When Teddy Colne arrives in the small town of Rye, he believes he will be able to settle down and leave his past behind him.
Little does he know that fear blisters through the streets like a fever. The locals tell him to stay away from an establishment known only as Berry & Vincent, that those who rub too closely to its proprietor risk a bad end. Despite their warnings, Teddy is desperate to understand why Rye has come to fear this one man, and to see what really hides behind the doors of his shop.
Ada moved to Rye with her young son to escape a damaged childhood and years of never fitting in, but she’s lonely, and ostracised by the community. Ada is ripe for affection and friendship, and everyone knows it. As old secrets bleed out into this town, so too will a mystery about a family who vanished fifty years earlier, and a community living on a knife edge.
Teddy looks for answers, thinking he is safe, but some truths are better left undisturbed, and his past will find him here, just as it has always found him before. And before long, it will find Ada too.
Tracey Harriman –
Well how deliciously dark!
Shiver-inducing creepiness from beginning to end.

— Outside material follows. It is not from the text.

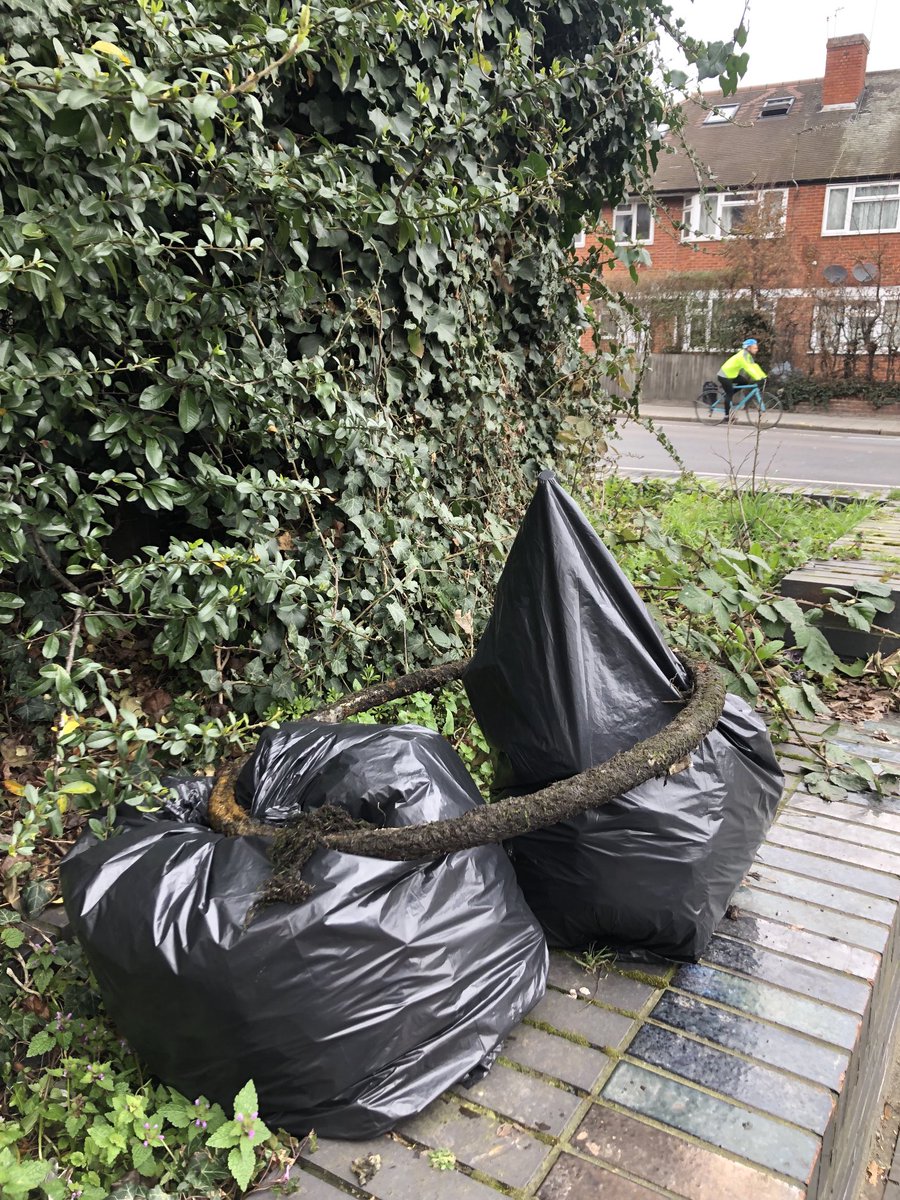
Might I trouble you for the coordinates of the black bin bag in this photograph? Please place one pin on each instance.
(351, 1011)
(571, 669)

Evil doesn’t just live within the characters; it has taken up residence within the town. It’s crept it’s way in and taken hold.

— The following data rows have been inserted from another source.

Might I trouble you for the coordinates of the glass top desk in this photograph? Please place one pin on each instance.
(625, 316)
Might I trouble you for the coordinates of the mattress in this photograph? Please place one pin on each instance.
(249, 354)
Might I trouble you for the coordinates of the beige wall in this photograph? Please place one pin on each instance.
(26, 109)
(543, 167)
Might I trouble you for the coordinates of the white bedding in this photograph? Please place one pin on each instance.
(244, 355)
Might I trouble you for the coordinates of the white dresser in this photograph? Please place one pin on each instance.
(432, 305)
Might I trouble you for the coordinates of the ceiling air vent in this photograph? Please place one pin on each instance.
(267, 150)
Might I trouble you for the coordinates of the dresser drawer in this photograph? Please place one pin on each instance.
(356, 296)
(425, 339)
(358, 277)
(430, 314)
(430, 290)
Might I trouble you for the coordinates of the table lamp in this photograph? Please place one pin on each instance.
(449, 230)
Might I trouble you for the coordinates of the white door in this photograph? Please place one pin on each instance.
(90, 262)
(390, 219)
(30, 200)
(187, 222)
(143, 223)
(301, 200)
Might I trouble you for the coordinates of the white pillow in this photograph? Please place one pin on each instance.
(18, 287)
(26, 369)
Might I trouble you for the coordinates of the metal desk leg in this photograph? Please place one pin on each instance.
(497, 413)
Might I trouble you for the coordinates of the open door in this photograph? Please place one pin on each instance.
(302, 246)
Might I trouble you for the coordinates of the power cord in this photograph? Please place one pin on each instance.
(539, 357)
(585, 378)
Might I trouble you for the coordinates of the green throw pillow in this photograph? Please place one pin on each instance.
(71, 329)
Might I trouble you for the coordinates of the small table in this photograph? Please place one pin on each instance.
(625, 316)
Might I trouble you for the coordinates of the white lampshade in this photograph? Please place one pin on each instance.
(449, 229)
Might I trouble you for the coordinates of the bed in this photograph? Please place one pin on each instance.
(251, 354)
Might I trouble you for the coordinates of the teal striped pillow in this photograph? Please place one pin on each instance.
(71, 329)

Turner’s writing encourages the reader to question whether we can escape the sins of our family, and whether evil is inherited or can be caught like a disease. Spend too long in the company of a psychopath and you may, unwittingly, be led down a path from which there is no escape. You may be the next body that evil takes control of.
This is not a feel good book, it is not a light read. You may not want to be reading this just before bedtime.

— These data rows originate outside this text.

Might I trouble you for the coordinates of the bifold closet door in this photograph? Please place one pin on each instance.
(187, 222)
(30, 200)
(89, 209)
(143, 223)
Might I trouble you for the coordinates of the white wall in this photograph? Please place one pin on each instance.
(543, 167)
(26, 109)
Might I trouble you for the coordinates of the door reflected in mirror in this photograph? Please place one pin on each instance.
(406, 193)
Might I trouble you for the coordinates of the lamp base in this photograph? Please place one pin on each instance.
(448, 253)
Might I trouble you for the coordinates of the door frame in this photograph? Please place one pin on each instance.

I’ve seen a couple of comparisons to Stephen King. Understandable; anyone who writes this genre of stories is going to face that association. There are definite parallels. Turner sets the scene and creates an atmosphere without being quite so ‘wordy’. There is more punch to her writing than King’s. She certainly invokes the same level of intensity and darkness.
Do I want to read more? Hell yes!
Do I want to visit Rye? I think I’ll take a pass on that.